Our results demonstrated that increased educational level was associated with higher HRQOL. This may be because patients with a higher education level are likely to have a better understanding of their illness, its complications, and the importance of adherence to dialysis sessions and other treatment modalities [43]. Many studies found that education level is a significant determinant of HRQOL among both diabetic patients [6, 43] and patients on hemodialysis [19, 38, 44]. Furthermore, we found that unemployed patients had lower HRQOL than employed patients. Javanbakht et al. [43] found in a study on Iranian diabetic patients that most patients who answered having extreme problems in the items on the EQ-5D were unemployed. Unemployment was also found to be highly associated with poor HRQOL scores in other studies on hemodialysis patients [19, 44,45,46]. This seems logical, as unemployed patients are more likely to be depressed [47], be socially inactive and have lower income, which can lead to impaired patients’ HRQOL [48].

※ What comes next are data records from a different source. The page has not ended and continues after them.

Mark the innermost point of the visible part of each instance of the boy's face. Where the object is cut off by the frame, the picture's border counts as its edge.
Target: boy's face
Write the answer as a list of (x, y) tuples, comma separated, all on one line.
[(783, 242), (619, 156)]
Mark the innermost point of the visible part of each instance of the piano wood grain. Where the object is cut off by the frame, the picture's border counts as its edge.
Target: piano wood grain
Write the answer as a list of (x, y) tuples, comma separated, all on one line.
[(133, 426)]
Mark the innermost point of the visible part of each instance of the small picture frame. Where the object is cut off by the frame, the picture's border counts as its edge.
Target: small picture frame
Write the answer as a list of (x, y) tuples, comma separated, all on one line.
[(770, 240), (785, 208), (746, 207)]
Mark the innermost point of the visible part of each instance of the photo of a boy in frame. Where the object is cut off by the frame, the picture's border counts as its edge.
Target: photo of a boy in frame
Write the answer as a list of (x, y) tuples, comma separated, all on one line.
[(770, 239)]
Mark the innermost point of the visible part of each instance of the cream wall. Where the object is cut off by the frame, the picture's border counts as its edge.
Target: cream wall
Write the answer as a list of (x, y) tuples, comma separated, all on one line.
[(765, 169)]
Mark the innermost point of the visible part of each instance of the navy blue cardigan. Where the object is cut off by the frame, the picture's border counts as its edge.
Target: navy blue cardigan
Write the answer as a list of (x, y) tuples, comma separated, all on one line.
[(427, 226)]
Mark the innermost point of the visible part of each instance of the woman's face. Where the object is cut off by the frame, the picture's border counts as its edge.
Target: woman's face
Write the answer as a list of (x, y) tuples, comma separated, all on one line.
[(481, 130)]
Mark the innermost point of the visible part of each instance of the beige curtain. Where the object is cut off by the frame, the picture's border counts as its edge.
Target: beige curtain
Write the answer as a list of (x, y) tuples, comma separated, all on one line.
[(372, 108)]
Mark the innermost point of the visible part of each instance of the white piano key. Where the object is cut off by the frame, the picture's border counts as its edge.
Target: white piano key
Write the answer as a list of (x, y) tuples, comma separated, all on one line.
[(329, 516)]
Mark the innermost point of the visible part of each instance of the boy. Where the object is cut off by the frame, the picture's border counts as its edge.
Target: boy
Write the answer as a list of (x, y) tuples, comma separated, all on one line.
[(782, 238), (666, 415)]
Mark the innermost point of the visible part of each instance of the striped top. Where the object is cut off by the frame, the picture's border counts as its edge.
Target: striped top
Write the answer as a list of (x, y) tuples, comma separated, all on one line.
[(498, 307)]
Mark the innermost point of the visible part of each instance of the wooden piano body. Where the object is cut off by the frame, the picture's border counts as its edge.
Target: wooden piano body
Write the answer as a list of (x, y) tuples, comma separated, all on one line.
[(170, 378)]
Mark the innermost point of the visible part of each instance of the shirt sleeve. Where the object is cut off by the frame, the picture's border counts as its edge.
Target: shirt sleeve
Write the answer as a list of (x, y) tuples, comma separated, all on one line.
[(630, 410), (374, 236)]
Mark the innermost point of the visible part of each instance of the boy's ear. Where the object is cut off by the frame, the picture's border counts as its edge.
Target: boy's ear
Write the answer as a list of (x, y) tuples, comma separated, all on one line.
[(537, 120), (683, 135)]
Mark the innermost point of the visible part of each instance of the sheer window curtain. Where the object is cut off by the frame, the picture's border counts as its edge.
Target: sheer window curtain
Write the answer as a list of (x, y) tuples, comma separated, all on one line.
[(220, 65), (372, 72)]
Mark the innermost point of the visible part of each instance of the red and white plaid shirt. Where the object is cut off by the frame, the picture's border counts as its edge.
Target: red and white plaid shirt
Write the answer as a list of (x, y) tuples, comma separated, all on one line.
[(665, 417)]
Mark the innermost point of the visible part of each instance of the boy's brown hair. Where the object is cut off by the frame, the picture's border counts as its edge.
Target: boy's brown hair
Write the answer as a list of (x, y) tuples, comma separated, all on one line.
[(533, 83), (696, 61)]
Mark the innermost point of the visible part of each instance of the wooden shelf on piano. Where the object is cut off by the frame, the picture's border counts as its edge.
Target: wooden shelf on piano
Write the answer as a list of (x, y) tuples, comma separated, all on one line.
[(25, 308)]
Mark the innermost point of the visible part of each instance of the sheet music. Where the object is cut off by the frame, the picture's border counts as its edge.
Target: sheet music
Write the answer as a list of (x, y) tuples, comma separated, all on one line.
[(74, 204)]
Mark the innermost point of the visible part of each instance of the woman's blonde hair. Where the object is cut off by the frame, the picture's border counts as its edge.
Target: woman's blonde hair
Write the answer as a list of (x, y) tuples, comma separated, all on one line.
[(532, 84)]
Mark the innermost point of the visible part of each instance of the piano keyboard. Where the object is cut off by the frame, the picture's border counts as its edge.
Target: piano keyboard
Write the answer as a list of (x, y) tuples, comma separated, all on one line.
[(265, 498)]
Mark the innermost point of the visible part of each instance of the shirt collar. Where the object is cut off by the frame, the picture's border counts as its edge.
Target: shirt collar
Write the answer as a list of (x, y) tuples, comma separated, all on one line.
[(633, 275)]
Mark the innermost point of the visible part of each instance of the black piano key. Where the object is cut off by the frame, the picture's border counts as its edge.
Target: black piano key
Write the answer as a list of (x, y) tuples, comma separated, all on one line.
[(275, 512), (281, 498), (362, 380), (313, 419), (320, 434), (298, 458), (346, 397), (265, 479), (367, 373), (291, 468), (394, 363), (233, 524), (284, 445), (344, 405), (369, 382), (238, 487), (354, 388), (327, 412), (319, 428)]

As for clinical factors, we found that the more chronic diseases the patient had, the more likely he/she was to have poor HRQOL scores. A study on Iranian Muslim patients undergoing hemodialysis found that having DM or other comorbidity was related to patients’ QOL [49]. In addition, Yang et al. [50] studied HRQOL in Singapore and found that low Charlson comorbidity index was significantly associated with better HRQOL in Asian patients with renal failure. This finding can be explained as the more comorbidities the patient has, the lower physical activity and as a result QOL he will have [51].

Strengths and limitations

Notwithstanding the relatively limited sample, this work had many positive points. For example, it was the first study of our knowledge to use EQ-5D-5L among diabetic patients undergoing hemodialysis. Moreover, this was the first study in Palestine to assess HRQOL in diabetic dialysis patients. In addition, we included patients from both urban and rural areas because of the multi-center design of the study. On the other hand, there were some limitations we have to mention. First of all, we can’t identify a cause-effect relationship because of the cross-sectional nature of the study. Secondly, we didn’t include a generalized sample, as we included only six dialysis centers out of 11 dialysis centers in West Bank. Thirdly, the absence of control groups (i.e. diabetic patients not on maintenance dialysis and non-diabetic patients on maintenance dialysis) limits the interpretation of the disease burden on HRQOL. Lastly, there were some clinical and social factors that might affect patients’ QOL that we didn’t include in our study, such as diet, and some laboratory values.

Conclusions

Among diabetic patients undergoing hemodialysis, married status and being employed were associated with modestly higher QOL scores. In order to improve the QOL of diabetic patients undergoing hemodialysis, we recommend that healthcare providers give more attention to diabetic dialysis patients who are unemployed and unmarried, as they are at higher risk of having impaired HRQOL.